April 28 (Bloomberg) -- Australia’s planned carbon trading system risks the viability of some of its largest exporters and employers and acts as a A$2.5 billion ($1.8 billion) “de- stimulus package,” the nation’s biggest steelmaker said.

The proposed system has “obvious and serious flaws” and may cost “many thousands of Australian workers” their jobs, Graham Kraehe, chairman of Melbourne-based BlueScope Steel Ltd., said today.
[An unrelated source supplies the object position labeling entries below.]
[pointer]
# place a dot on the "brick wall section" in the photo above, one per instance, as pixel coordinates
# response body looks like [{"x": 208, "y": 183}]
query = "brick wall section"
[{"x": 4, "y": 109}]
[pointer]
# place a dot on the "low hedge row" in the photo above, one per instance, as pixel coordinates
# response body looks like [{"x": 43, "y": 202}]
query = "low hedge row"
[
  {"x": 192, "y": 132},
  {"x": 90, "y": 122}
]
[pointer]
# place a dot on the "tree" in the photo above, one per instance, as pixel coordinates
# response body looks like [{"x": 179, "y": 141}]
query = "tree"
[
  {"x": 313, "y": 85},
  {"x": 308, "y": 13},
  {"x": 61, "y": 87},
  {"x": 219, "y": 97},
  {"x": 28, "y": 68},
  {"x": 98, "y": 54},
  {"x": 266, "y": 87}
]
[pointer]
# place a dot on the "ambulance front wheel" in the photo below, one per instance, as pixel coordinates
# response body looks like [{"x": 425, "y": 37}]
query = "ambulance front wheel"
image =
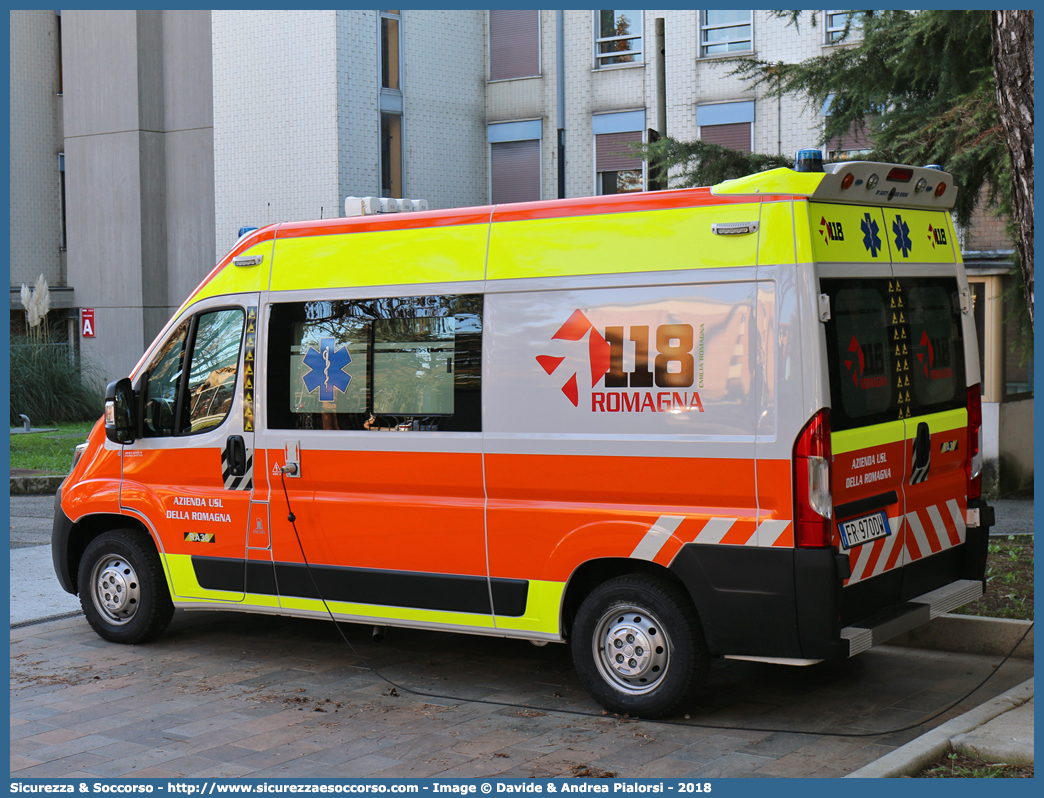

Australia’s draft regulations for the trading system propose 90 percent free permits for industries such as steelmaking that are emissions intensive and face competition from rivals that don’t pay carbon costs. Yet the effective rate of free permits is likely to be as low as 58 percent, Kraehe said today, without elaborating.

“The Australian economy will survive the economic downturn but it may not survive the” emissions trading system, Kraehe said in an address in Brisbane, a copy of which was e- mailed to Bloomberg. BlueScope’s board can’t commit to a proposed investment of more than A$1 billion in an emissions abatement project under the draft regulations, he said.

The carbon trading plan is due to start on July 1, 2010. It’s intended to help Australia reach a target of cutting greenhouse gas emissions, blamed for global warming, by between 5 percent and 15 percent of 2000 levels by 2020. The government has a long-term target of reducing emissions by 60 percent by 2050.